Principle Components are a set of variables that define a projection that encapsulates the maximum amount of variation in a dataset and is orthogonal (and therefore uncorrelated) to the previous principle component of the same dataset.
In statistics, principal components analysis (PCA) is a technique for simplifying a dataset. It is a linear transformation that transforms the data to a new coordinate system such that the greatest variance by any projection of the data comes to lie on the first coordinate (called the first principal component), the second greatest variance on the second coordinate, and so on. PCA can be used for dimensionality reduction in a dataset while retaining those characteristics of the dataset that contribute most to its variance, by keeping lower-order principal components and ignoring higher-order ones. Such low-order components often contain the "most important" aspects of the data. But this is not necessarily the case, depending on the application.
The blue lines represent 2 consecutive principle components.
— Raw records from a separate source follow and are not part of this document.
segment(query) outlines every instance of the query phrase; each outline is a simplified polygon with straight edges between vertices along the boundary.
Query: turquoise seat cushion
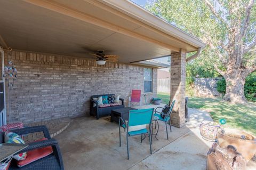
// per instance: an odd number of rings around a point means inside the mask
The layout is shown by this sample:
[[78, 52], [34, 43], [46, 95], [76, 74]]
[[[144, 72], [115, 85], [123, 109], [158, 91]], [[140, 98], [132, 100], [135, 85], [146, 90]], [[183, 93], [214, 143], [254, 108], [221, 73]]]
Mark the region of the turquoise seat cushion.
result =
[[131, 131], [128, 132], [128, 134], [130, 136], [136, 135], [140, 135], [143, 133], [148, 133], [148, 130], [146, 128], [143, 128], [139, 131]]
[[157, 117], [158, 118], [158, 120], [161, 121], [166, 122], [166, 121], [168, 121], [169, 119], [169, 117], [165, 118], [164, 119], [163, 119], [163, 118], [162, 117], [160, 114], [154, 114], [154, 116]]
Note that they are orthogonal (at right angles) to each other.
PCA is also called the (discrete) Karhunen-Loeve transform (or KLT, named after Kari Karhunen and Michel Loeve) or the Hotelling transform (in honor of Harold Hotelling). PCA has the distinction of being the optimal linear transformation for keeping the subspace that has largest variance. This advantage, however, comes at the price of greater computational requirement if compared, for example, to the discrete cosine transform. Unlike other linear transforms, the PCA does not have a fixed set of basis vectors. Its basis vectors depend on the data set.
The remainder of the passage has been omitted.